While the right to be forgotten may now be the law in Europe, it is not the law globally. Moreover, there are innumerable examples around the world where content that is declared illegal under the laws of one country, would be deemed legal in others: Thailand criminalizes some speech that is critical of its King, Turkey criminalizes some speech that is critical of Ataturk, and Russia outlaws some speech that is deemed to be “gay propaganda."
If the CNIL’s proposed approach were to be embraced as the standard for Internet regulation, we would find ourselves in a race to the bottom. In the end, the Internet would only be as free as the world’s least free place.
We believe that no one country should have the authority to control what content someone in a second country can access. We also believe this order is disproportionate and unnecessary, given that the overwhelming majority of French internet users—currently around 97%—access a European version of Google’s search engine like, rather than or any other version of Google.
As a matter of principle, therefore, we respectfully disagree with the CNIL’s assertion of global authority on this issue and we have asked the CNIL to withdraw its Formal Notice.
We have worked hard to strike the right balance in our implementation of the European Court’s ruling and have maintained a collaborative dialogue with the CNIL and other data protection authorities, who agree with our decisions in the majority of cases referred to them. We are committed to continuing to work with regulators in this open and transparent way.
Source: Google.

Google’s refusal to consider such removal requests “is both unfair and deceptive,” Consumer Watchdog said in its complaint, and therefore violates Section 5 of the Federal Trade Commission Act.
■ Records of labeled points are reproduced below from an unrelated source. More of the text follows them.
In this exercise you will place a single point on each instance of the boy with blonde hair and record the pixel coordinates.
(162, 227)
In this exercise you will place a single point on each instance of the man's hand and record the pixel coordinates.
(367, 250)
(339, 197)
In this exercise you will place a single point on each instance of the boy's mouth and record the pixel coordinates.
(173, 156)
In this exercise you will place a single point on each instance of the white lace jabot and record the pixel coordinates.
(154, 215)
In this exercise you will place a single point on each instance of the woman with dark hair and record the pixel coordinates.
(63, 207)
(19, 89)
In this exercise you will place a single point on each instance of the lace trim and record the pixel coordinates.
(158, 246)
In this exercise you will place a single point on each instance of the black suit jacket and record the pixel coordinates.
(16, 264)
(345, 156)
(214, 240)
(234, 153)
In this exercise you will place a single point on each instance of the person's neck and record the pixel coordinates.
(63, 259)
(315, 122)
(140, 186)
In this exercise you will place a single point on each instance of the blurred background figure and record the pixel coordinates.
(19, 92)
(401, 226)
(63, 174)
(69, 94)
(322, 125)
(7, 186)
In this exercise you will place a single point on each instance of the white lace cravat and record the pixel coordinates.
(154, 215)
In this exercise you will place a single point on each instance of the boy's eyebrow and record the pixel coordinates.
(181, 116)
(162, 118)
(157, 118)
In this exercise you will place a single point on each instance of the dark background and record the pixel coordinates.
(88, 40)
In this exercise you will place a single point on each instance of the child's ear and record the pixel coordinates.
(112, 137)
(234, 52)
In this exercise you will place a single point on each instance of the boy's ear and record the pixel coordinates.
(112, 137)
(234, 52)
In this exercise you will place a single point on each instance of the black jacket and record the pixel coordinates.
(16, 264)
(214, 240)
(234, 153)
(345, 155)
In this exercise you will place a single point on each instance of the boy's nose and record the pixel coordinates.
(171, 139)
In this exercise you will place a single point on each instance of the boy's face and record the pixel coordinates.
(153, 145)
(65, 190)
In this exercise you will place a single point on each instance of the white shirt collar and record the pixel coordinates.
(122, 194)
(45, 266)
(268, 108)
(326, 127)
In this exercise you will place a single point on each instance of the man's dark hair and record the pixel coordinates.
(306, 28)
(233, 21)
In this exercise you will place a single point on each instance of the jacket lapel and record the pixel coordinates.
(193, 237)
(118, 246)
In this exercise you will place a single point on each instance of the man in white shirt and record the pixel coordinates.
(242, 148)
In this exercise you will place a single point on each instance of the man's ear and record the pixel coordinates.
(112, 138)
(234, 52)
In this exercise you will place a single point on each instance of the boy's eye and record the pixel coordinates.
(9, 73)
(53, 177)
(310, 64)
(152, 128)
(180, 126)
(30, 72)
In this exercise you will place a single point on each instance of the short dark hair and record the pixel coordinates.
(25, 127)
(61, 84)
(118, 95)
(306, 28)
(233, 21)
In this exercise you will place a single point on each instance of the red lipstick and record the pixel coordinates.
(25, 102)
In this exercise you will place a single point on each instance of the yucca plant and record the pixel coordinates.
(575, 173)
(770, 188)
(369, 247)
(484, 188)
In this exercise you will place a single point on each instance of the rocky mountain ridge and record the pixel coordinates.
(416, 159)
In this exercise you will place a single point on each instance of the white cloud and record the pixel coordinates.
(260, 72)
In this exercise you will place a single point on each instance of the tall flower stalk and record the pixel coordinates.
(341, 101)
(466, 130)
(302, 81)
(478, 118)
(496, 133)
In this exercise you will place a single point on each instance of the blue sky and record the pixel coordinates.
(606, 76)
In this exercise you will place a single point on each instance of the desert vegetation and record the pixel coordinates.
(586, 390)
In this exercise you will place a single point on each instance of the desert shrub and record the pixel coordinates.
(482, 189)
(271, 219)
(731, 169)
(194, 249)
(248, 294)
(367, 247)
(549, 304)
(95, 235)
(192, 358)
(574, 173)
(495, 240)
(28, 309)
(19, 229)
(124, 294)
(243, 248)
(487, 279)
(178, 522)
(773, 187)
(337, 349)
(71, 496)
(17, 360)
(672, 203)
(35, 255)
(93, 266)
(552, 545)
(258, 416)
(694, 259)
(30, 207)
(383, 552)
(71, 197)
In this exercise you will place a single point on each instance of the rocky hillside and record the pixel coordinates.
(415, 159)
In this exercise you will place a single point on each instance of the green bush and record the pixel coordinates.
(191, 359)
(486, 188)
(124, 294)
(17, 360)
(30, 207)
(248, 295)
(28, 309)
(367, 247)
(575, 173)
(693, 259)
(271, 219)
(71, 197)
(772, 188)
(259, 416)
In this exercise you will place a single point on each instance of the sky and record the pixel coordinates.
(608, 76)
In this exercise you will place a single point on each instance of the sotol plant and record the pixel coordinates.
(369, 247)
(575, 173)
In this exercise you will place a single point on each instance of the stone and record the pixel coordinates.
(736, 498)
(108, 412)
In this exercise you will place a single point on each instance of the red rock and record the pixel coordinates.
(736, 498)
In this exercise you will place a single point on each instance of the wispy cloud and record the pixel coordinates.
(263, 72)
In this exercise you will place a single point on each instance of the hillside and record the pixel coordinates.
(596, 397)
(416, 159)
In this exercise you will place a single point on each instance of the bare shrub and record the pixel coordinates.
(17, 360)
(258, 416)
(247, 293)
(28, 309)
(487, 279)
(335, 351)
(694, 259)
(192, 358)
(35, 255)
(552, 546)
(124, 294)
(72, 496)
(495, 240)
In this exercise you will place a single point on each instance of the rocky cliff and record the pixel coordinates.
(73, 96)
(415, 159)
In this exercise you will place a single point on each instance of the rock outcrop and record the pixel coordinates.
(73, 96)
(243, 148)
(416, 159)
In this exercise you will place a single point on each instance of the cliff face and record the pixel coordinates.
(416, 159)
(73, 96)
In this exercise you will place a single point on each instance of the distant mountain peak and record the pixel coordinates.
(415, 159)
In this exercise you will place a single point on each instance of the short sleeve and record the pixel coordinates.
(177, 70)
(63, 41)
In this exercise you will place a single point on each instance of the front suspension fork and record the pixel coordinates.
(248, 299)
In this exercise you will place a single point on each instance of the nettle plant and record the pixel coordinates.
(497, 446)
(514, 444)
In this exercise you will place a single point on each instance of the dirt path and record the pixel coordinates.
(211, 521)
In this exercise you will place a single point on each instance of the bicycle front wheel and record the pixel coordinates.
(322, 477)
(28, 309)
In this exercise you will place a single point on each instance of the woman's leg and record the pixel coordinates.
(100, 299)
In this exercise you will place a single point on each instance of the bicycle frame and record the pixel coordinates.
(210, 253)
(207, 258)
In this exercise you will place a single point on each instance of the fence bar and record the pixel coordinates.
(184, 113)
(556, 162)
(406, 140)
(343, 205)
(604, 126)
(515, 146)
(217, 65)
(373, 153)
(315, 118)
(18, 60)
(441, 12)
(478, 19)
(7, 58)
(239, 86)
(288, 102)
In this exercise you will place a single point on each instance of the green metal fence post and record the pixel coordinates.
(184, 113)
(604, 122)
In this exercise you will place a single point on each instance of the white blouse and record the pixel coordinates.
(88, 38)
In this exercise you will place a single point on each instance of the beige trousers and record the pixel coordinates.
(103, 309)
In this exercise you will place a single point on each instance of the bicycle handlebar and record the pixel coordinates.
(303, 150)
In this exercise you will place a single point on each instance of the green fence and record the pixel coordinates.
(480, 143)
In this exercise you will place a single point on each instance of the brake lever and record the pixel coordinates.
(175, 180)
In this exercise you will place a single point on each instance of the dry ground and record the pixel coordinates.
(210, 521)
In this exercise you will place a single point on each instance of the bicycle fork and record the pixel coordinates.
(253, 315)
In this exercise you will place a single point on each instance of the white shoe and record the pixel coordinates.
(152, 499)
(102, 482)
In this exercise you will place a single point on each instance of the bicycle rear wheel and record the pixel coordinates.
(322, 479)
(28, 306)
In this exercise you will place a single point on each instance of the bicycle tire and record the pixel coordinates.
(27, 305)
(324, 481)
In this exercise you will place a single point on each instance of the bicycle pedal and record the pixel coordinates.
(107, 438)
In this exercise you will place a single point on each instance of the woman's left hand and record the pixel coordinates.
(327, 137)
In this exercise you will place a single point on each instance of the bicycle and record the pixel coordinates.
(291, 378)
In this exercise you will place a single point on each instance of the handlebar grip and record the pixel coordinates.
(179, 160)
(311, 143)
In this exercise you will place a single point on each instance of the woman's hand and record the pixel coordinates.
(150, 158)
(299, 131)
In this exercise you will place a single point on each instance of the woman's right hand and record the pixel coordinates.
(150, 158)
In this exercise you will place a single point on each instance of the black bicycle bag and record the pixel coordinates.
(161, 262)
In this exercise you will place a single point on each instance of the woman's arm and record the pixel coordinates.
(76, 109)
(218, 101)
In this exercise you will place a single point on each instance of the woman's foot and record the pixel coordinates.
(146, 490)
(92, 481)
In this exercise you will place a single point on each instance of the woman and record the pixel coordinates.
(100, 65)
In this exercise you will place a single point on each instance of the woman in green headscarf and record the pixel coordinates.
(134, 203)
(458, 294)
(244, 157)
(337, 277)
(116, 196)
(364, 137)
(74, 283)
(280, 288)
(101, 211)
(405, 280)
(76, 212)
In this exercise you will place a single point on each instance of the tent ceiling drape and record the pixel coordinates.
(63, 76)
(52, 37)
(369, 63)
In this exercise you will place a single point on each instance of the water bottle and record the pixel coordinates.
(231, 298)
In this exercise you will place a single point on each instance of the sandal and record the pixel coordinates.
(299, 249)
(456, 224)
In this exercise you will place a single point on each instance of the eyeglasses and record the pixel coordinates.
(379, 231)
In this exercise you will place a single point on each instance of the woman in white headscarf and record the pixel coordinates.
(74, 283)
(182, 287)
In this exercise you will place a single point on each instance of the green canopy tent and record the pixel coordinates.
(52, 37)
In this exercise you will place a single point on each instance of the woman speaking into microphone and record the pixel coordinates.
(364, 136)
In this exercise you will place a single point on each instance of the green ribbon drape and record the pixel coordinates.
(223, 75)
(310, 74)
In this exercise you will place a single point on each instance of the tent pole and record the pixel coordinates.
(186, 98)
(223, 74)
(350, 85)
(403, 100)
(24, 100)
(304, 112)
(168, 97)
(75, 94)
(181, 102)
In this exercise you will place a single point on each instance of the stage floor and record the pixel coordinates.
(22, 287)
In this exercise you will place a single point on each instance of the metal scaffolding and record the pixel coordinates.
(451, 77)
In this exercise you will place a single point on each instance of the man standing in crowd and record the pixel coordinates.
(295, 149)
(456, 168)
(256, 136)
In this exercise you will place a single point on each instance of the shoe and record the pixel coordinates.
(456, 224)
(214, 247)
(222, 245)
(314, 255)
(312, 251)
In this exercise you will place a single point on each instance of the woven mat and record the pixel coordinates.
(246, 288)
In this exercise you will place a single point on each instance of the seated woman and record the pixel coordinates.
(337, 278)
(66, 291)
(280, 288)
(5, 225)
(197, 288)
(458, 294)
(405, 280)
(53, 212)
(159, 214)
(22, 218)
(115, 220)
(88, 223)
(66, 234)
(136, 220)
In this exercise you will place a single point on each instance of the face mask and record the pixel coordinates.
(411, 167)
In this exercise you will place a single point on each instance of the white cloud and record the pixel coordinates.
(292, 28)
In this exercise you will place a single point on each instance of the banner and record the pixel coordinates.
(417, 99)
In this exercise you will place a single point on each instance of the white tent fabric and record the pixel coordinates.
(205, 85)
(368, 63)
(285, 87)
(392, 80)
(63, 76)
In response to the complaint, the Association of National Advertisers (ANA) sent a letter to the FTC urging the agency to dismiss Consumer Watchdog’s argument. “Such a rule would force American companies to edit the past under the supervision of federal regulators,” Dan Jaffe, ANA’s group executive vice president for government relations, said in a statement.

“This view is unprecedented, counterintuitive, illogical, and dangerous to free expression as U.S. speech protections under the First Amendment are far more robust than is the case under European law,” Jaffe added. “The FTC should rapidly repudiate this misguided proposal.”

Weinstein is more direct in his language: “The pending lawsuit asking the FTC to declare that Google is violating the FTC Act by not offering the right to be forgotten in the United States is absurd.”

Another important, emerging concern posed by the right to be forgotten is who ultimately has a right to decide what information gets removed and what does not, Neiditz says.

Take Russia as an example. In July, Russian President Vladimir Putin signed into law its own version of the right to be forgotten, which goes into force on Jan. 1, 2016. Similar to the EU, the law allows Russian citizens to demand removal of a search engine’s links to personal information deemed irrelevant or inadequate.

Unlike the European law, however, the Russian law extends the right to be forgotten to public figures—and, thus, potentially information in the public interest.

If the government were to start making such decisions, that could set a dangerous precedent, Neiditz says. “The right to be forgotten becomes a right of censorship.”